Do you use a specific assembler that you would like to recommend? Is there a particular trend to use a specific class of assemblers (for example de Bruijn-based)? Is there an assembler that runs on 32bit OSs so that I can play in small scale (in my desktop) before going real scale (in the server)?
I think you can have a look to this link: http://seqanswers.com/forums/showthread.php?t=43
This an exhaustive list of Free and commercial solutions to perform NGS data assembly.
More specifically to the initial question, I agree with Eric, CLC Genomic Workbench is a very interesting integrated solution. Moreover, you can try MIRA3 (Linux, http://www.chevreux.org/mira_downloads.html).
Here http://bit.ly/9CLset is the last review about various nextgen assemblers.
If you plan on using Sanger sequencing and want to do some test runs then you may get real sequencing data including SCF files from: http://bit.ly/bkQCFG
Get some data for several species, run phrap or cap3 on them. To do this in GUI, use Staden or Consed. Keep in mind this route is close to being a thing of the past.
I've tried Arachne, Newbler and WGS on 454 datasets with varying results. In metagenomes from soil with many species and relative low coverage per species you will get more of your reads assembled into contigs that in metagenomes with a low amount of different species. In such a dataset contigs tend to break on variations between the different but similar species (WGS) or include ambiguities (Newbler). Binning may improve things. I'm curious about what options others tried.
Just happened to read this thread.Comment on CLC, it is damn expensive (while there are opne source alternatives), super fast (that was amazing) and does not use quality data so far (absolutely not acceptable, yeah qualities of NGS are quite good nowadays but still), and output information is minimal...
wgs and mira are for free, I prefer mira as it is highly tunable. and if you are lucky you can get newbler for free when you use 454 technology
We are using a non-free solution, the CLC Genomic Workbench. This software has MANY capabilities. In the role you are asking about, it would easily assemble millions and millions of short reads (given enough RAM, and, of course, a 64bit system to use it). You can easily put in data from different taxa, specify different criteria for the assembly, or alternatively, use a reference genome to assemble your data on, so as to potentially get a less messy result (less influenced by sequence divergence, paralogy...).

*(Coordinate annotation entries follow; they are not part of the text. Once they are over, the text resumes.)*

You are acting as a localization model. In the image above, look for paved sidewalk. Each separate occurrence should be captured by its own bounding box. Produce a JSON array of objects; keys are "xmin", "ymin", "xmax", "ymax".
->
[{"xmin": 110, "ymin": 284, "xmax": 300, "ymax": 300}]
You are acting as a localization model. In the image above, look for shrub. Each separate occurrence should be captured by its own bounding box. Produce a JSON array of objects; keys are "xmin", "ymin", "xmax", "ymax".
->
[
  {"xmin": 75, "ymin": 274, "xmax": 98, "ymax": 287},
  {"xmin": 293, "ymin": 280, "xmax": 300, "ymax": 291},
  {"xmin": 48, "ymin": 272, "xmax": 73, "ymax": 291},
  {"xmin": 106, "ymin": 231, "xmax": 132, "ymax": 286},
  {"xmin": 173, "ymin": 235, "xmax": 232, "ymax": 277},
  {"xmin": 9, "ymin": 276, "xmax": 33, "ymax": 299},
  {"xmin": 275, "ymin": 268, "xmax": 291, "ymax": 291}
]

This software could be somewhat pricey for a small lab, but in the context of a group of research, I have found that it was many times worth it's price just in time saved on student projects.

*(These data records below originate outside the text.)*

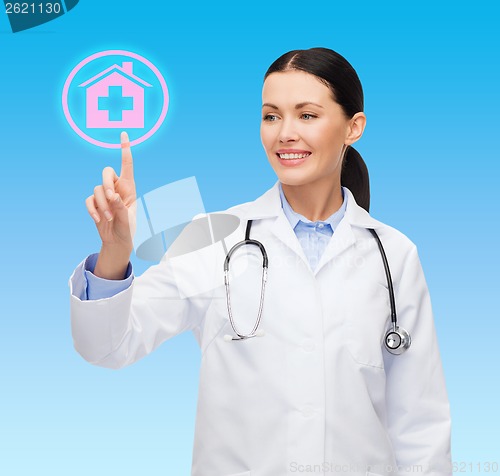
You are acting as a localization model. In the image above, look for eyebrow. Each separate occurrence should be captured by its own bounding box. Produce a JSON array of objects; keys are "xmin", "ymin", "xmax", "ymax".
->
[{"xmin": 262, "ymin": 101, "xmax": 324, "ymax": 110}]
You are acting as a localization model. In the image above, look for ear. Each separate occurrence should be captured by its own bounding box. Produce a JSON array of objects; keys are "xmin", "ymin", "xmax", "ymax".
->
[{"xmin": 345, "ymin": 112, "xmax": 366, "ymax": 145}]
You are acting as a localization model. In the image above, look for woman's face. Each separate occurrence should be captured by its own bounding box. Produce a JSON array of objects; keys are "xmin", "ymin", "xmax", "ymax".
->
[{"xmin": 260, "ymin": 70, "xmax": 354, "ymax": 190}]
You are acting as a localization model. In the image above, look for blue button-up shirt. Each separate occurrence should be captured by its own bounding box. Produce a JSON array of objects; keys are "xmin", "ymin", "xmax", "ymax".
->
[
  {"xmin": 84, "ymin": 183, "xmax": 347, "ymax": 300},
  {"xmin": 279, "ymin": 183, "xmax": 347, "ymax": 271}
]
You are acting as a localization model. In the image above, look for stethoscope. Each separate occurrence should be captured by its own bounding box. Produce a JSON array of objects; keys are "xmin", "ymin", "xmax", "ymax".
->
[{"xmin": 224, "ymin": 220, "xmax": 411, "ymax": 355}]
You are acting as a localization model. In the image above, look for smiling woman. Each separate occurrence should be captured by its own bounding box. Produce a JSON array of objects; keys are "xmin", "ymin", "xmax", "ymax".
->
[
  {"xmin": 70, "ymin": 48, "xmax": 451, "ymax": 476},
  {"xmin": 261, "ymin": 48, "xmax": 370, "ymax": 221}
]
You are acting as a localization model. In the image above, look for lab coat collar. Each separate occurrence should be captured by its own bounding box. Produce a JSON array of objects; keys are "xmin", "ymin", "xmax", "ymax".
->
[
  {"xmin": 244, "ymin": 181, "xmax": 383, "ymax": 228},
  {"xmin": 242, "ymin": 181, "xmax": 383, "ymax": 274}
]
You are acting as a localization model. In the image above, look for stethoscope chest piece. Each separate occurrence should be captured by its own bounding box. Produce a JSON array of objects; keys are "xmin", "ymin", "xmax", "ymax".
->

The software also has A LOT of features for biologists working with sequences. Not only assembling NGS data.
DISCLAIMER (just in case...): I am IN NO WAY connected to this company. I just happen to be a happy user :)
I never tried it, but there's also the Genovo de novo assembler, specifically designed for assembling metagenomes, which interestingly uses a bayesian approach.
They compared it against Velvet, EULER-SR, and Newbler, and it seems to have performed better.
From their abstract in their manual, which can be found on the Genovo link:
We compare the performance of Genovo to three other short read assembly programs across one synthetic dataset and eight metagenomic datasets created using the 454 platform, the largest of which has 311k reads. Genovo’s reconstructions cover more bases and recover more genes than the other methods, and yield a higher assembly
But maybe these assemblers aren't the best comparison in terms of metagenomics assembly performance.
If you try it let me know how it performs.
Metagenome assembly is different from genome or transcriptome assembly, because of the differences in counts of various samples (http://www.homolog.us/Tutorials/index.php?p=6.6&s=1).
Regarding the programs involved, most researchers I know, who are doing metagenome assembly every day, currently use Ray-Meta for its scalability to large samples. That is just an anecdotal observation and not a recommendation for one program versus another.
In this paper they use Newbler to assemble the reads and they even got strain specificity http://www.pnas.org/content/108/3/1128 If you're working (or plan to work) with 454 data maybe you could try first with Newbler, it's quite easy to use
...The AMOS package is very useful....in their publication, the Minimo assembler pipeline can be used for metagenomics assembly.
But another package called metAMOS (https://github.com/treangen/metAMOS) heavily dependent on AMOS, SOAP,Newbler and other tools is available and looks promising.
I am also curious to know the assembly program for the metagenomic samples. Most of the program i know like euler, velvet, arachne etc are designed for assembling genome from single species. Can these genome assembler be used for metagenome assembly of illumina reads? However i know about metasim but i am not using it for now.